Re: [Excel] CSV Correct/Delete Rows/Split File
i looked at your code and could not see any obvious problem, though note, i repeat, i am not familiar with .net coding, i do not see where you might have tried to incorporate the code i suggested, so i do not know what you have tried.
if you are lucky, robdog, koolsid or someone with .net experience may come on line and be able to help you
Re: [Excel] CSV Correct/Delete Rows/Split File
Thanks for taking a look at it westconn, you have been a lot of help so far. I guess all I can do is more trial and error and reading. Do you think it can be done another way by chance?
Re: [Excel] CSV Correct/Delete Rows/Split File
there are nearly always multiple solutions, for any task
another method might be to automate excel
i could see no code to indicate what you had tried to read the first 3 columns
i did make the assumption that your .csv file actually had comma separated values (csv), which like all assumptions may be incorrect, if your fields are separated by some other identifier then you would need to change the code to suit
google on .net string functions to find the equivalents of what i suggested
Re: [Excel] CSV Correct/Delete Rows/Split File
Yea, the file is using commas to separate, I dont need to replace them ugh I didn't realize that I had that to replace invalid characters. (In my OP)

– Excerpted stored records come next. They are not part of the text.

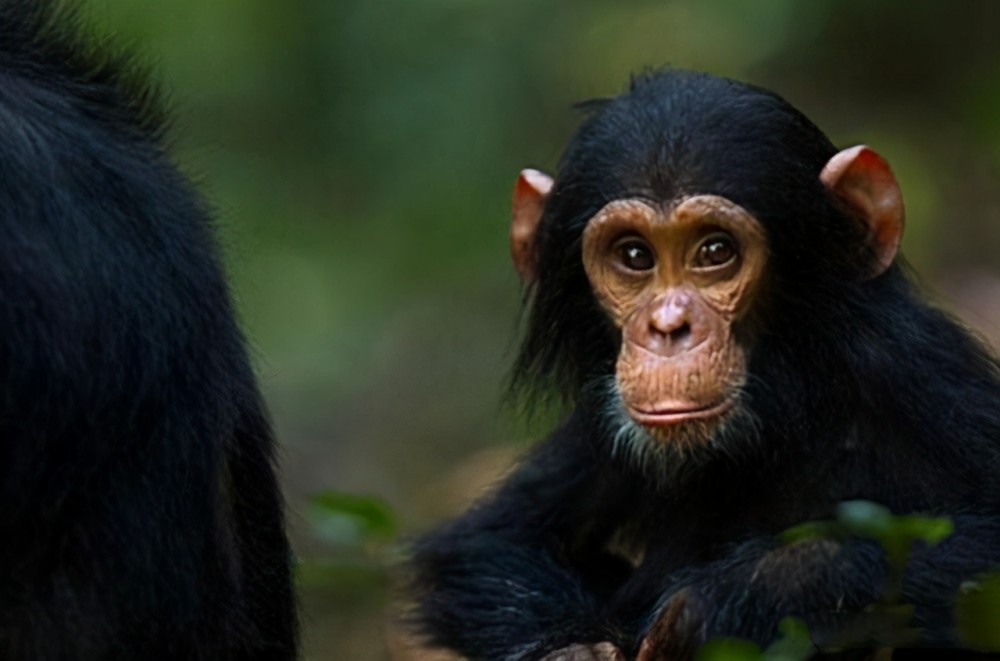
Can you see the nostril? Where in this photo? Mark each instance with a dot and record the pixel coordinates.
(680, 334)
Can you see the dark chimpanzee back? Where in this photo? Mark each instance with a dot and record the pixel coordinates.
(140, 515)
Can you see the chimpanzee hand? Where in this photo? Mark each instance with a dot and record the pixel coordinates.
(747, 594)
(598, 652)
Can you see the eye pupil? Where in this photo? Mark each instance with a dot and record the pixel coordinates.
(716, 252)
(636, 256)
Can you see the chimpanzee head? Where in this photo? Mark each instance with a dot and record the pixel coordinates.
(683, 213)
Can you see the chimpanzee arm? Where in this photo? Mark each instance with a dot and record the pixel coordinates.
(824, 582)
(515, 577)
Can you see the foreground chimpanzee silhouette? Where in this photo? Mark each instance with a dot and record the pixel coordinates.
(140, 517)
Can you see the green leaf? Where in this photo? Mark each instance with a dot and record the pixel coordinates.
(977, 612)
(729, 649)
(864, 518)
(351, 520)
(794, 644)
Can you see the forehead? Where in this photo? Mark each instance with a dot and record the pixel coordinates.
(678, 134)
(680, 211)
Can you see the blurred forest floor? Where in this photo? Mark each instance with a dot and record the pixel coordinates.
(361, 156)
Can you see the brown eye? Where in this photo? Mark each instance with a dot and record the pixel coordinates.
(716, 250)
(635, 255)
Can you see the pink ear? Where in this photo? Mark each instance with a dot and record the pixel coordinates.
(530, 192)
(863, 180)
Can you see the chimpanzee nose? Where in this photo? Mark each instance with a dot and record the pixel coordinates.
(670, 330)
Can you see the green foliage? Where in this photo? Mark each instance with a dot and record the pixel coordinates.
(793, 644)
(356, 533)
(345, 519)
(977, 613)
(896, 534)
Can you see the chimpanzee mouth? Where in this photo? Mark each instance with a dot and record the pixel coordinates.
(673, 416)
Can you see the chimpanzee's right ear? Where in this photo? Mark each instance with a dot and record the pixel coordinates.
(530, 192)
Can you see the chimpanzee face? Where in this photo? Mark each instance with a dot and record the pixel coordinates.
(675, 280)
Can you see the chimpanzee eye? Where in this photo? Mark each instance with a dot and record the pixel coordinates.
(716, 250)
(636, 255)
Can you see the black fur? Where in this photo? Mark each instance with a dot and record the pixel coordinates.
(140, 516)
(857, 389)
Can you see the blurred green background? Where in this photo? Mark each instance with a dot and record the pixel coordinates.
(361, 156)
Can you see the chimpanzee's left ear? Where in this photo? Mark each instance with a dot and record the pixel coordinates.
(863, 180)
(530, 192)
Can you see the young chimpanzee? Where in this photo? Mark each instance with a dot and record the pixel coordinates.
(714, 291)
(140, 517)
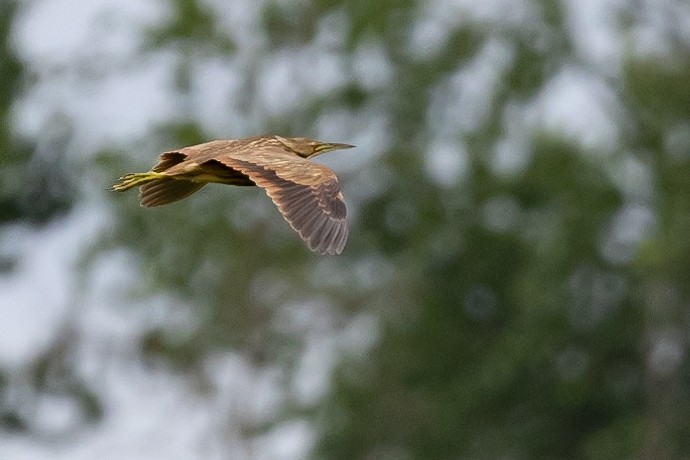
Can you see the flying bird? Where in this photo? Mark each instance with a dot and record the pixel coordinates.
(306, 193)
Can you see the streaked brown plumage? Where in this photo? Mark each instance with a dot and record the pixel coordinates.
(306, 193)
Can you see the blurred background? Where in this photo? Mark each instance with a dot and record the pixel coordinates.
(517, 280)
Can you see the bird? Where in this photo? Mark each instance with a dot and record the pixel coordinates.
(306, 193)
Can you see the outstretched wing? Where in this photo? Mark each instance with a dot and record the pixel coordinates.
(306, 193)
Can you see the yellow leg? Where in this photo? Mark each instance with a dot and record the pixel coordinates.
(134, 180)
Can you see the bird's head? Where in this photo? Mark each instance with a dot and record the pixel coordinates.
(306, 147)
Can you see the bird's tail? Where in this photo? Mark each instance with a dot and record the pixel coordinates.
(134, 180)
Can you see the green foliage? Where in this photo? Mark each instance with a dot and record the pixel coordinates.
(507, 326)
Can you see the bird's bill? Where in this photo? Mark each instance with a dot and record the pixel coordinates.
(328, 146)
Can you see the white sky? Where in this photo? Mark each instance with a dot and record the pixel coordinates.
(150, 414)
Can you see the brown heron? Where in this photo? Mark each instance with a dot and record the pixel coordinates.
(306, 193)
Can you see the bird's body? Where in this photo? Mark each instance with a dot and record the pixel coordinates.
(306, 193)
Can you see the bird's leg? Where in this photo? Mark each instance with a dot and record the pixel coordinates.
(134, 180)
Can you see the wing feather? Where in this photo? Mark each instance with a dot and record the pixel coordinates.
(306, 193)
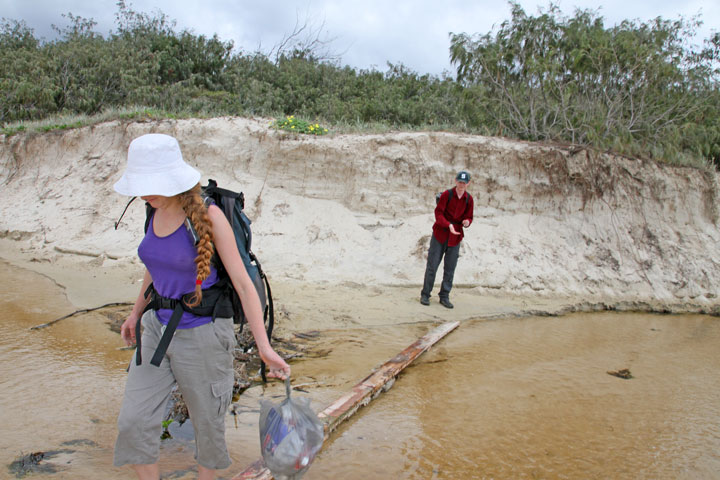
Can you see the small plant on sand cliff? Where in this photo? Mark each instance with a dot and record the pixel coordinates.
(292, 124)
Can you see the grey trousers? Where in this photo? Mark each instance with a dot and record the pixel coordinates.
(200, 360)
(435, 254)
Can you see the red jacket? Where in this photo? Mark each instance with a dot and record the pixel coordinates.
(453, 212)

My problem is everything I try, I cant get a replace or remove row function/code to work. I never get any errors either.
I never had anything in my original code to read the first 3 columns. The reason I don't want to use macros is because I don't have access to Excel all the time. So if I can automate this process removing invalid characters and rows that are missing data. What would be amazing is being able to generate a log file to tell me what rows were removed. I just don't have the apptitude or knowledge to do any of this. :\